Mar 28, 2006 17:08
I'll put up an entry that I stumbled upon by accident.
When the passage through Hell opens beneath your feet along the path you are on, jump in. You will not be able to avoid it, merely delay it, and you will not be more prepared later than you are now. You will not be able to see the end of the passage; its final steps are invisible at the beginning. There is always an end to the passage, however interminable it seems; Hell is unable to seize you forever without your complicity. However awful it seems in the moment, your passage will eventually end.
You will drop things that are precious to you along the way. Many of them will be lost forever. Your passage will not be over until some of these precious things are lost. You will not know what has to drop and what does not. Drop everything, because later you will be able to pick up again those things you didn't need to drop. You will also discover, afterwards, that you have picked up pieces of yourself that you didn't know about beforehand.
Not all of your tears will be equally useful.

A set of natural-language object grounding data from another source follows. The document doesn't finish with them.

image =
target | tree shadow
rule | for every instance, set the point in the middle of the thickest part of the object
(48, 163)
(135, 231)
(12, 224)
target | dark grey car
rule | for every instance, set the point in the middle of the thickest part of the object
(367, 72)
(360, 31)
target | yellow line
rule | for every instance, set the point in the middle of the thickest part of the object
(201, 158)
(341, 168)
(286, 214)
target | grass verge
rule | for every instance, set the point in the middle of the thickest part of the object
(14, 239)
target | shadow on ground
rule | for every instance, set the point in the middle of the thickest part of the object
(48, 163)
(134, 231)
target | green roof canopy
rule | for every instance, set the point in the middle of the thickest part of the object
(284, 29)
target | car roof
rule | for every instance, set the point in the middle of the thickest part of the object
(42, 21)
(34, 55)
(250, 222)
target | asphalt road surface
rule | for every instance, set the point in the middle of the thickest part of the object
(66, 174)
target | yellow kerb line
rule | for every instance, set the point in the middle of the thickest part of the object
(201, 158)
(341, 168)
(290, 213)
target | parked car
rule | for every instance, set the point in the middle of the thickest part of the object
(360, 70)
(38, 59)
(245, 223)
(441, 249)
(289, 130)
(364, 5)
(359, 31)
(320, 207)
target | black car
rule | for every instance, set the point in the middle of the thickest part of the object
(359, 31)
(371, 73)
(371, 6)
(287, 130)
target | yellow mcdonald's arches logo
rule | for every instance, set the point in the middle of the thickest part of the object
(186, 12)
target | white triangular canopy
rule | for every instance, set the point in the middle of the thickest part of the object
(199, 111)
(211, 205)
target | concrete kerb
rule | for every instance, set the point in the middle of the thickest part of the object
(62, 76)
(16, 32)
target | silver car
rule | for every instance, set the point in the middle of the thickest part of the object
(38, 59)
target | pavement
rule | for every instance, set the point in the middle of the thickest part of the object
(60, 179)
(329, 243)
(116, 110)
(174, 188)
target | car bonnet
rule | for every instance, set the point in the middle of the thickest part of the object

You will cry over things you have lost and you will cry over your own predicament. The tears of loss will speed you and the tears of self-pity will entrap you. Regardless, you will weep.
All passages through Hell are equally forgotten. You will not remember much, if anything, of your passage. You will lose some of your life during the passage. Make your passage as intense and thus as short as possible, therefore, so that you lose as little life as possible. Since you will lose some it regardless, you might as well lose less than more. Although your misery may be great, it won't matter in the end, and it hardly matters during the passage, since all intensities of misery generate a desire to avoid them.
Each passage through Hell is equally solitary. Your friends may sustain your physical life during your passage, but they cannot take even a single of your steps for you. If you rely on your friends to help you feel better about your passage, you will only prolong it. The only assistance along the passage itself that an outsider may offer is to act as a demon with a whip, but few know how to wield pain without permanent damage.